Outsmart impersonators with these tips for avoiding scams after a natural disaster
Natural disasters can bring out both the best and the worst in people. While many of us are concerned with ensuring friends and neighbors are safe and sound, some unsavory types will use the chaos and confusion surrounding a disaster as a way to make a few bucks. While most contractors and charities are legitimate, it’s best to err on the side of caution after a natural disaster because there are bad actors out there.
Here are just a few ways con artists may try to scam you after a natural disaster and what you need to know to protect yourself.
Common Scams After a Disaster and How to Avoid Them
1. Fake Contractors
In the days following a natural disaster, you may see people calling themselves contractors in your neighborhood, going door to door, offering their services to homeowners—everything from debris removal to roof repairs. While some of these contractors might be legitimate, you should always be wary of unsolicited visits.
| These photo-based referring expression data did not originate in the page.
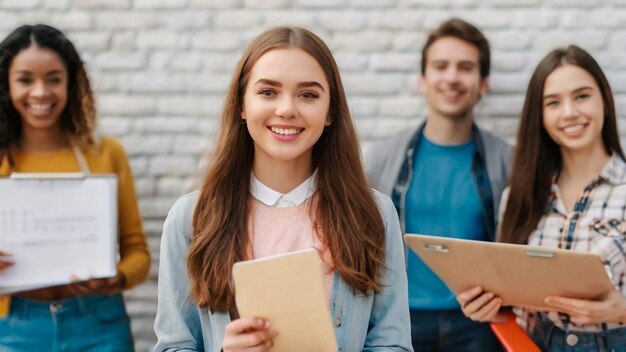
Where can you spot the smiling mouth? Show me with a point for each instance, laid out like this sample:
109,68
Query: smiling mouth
574,128
286,131
40,107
On the surface—especially if your home is damaged and emotions are running high—these surprise visits may seem like an answered prayer. However, scammers may demand payment upfront and not complete the work or provide inadequate services with no way for you to follow up.
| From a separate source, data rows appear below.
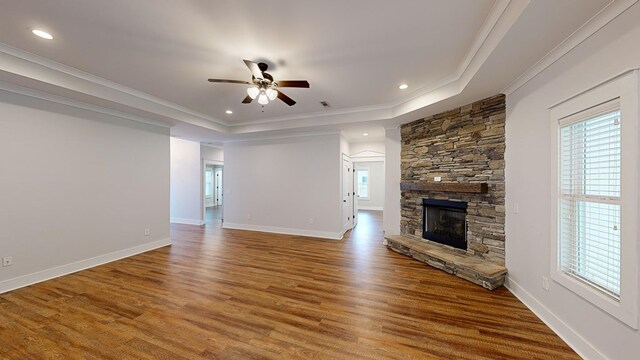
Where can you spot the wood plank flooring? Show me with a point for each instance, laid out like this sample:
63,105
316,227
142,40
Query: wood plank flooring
227,294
A few red flags to watch for are:
Demands for cash upfront
Claims of a one-day-only sale
Aggressive or fear-mongering sales pitch
Failure to provide references
Failure to show business or professional licensure
Failure to provide proof of physical business address
2. FEMA or Insurance Adjustor Impersonators
It’s not uncommon for identity thieves to impersonate FEMA officials or insurance agents. These bogus officials will attempt to access your personal information, including social security numbers or other identifying information. Scammers may then take this information and steal the money provided by the government or as a result of a homeowners insurance claim meant for home repair or living expenses in the aftermath of a natural disaster.
If you receive a phone call from a FEMA representative or an insurance adjuster, only provide your claim number. They should have access to any other information required to process your claim. Sometimes, an impersonator will tell you they can expedite your FEMA claim for a fee. This is a scam. FEMA does not offer a paid expedited claim service.
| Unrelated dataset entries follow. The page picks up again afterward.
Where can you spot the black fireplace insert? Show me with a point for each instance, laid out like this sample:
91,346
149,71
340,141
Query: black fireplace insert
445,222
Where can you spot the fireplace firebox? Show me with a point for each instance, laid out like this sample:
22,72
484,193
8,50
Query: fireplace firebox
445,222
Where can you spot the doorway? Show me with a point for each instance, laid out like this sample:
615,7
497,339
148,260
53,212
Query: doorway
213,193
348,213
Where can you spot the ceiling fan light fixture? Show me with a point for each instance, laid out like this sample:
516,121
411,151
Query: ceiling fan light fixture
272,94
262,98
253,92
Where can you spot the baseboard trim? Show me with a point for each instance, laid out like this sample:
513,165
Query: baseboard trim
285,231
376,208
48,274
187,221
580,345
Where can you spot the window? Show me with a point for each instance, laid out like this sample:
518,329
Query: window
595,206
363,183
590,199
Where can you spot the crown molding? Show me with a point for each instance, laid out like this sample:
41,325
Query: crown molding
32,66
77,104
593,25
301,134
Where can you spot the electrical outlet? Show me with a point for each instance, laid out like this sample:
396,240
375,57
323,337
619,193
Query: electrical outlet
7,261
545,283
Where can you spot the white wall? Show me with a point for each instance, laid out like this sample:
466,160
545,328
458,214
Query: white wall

To avoid falling prey to impersonators, always ask for verification that they are who they say they are. If you’ve received a phone call from someone claiming to be from FEMA or your insurance company and aren’t certain they are, hang up and call the organization directly. If a representative comes to your home, ensure they have proper photo identification. If you have any doubts, ask them to leave and call the organization directly.
3. Bogus Charities
After a disaster, it’s not uncommon for fake charities to begin soliciting funds. These scammers can be quite savvy and are well-versed in playing into people’s sympathy for those impacted by the tragedy. If you are contacted by someone claiming to work for a charity, do your due diligence before donating. If it’s a charity you aren’t familiar with, look them up on a watchdog site like Charity Navigator or CharityWatch and check their entry at the Better Business Bureau.
Here are a few warning signs to watch out for if a charity contacts you:
Aggressive plea for donations
Reluctance to provide a call back number or contact information
Promise of entry into sweepstakes or raffle
Request for funds via wire transfer
Request for funds via mail to P.O. box
Demand for personal or banking information
To be on the safe side, you can always contact the charity directly or go with a well-known organization like The Red Cross or United Way.
What to Do if You Experience a Home Improvement Scam After a Natural Disaster
If you find that you’ve been a victim of a scam in the wake of a natural disaster, you can take a few concrete steps to rectify the situation:
Collect all documentation related to the scam: Emails, bank statements, bogus contracts—any communication you’ve had with the perpetrator will be helpful.
Contact the authorities: Go to your local police department and file a criminal complaint. If the police say they can’t help you file a claim against the scammer in small claims court, you can do so yourself without an attorney. In some cases, the perpetrator may even return your money just to avoid having to make an appearance in court.
File complaints: File with the appropriate state licensing boards, the Better Business Bureau (BBB), and your state’s consumer protection agency. Also, use online review sites to get the word out to neighbors and other people who were also impacted by the natural disaster and may be at risk.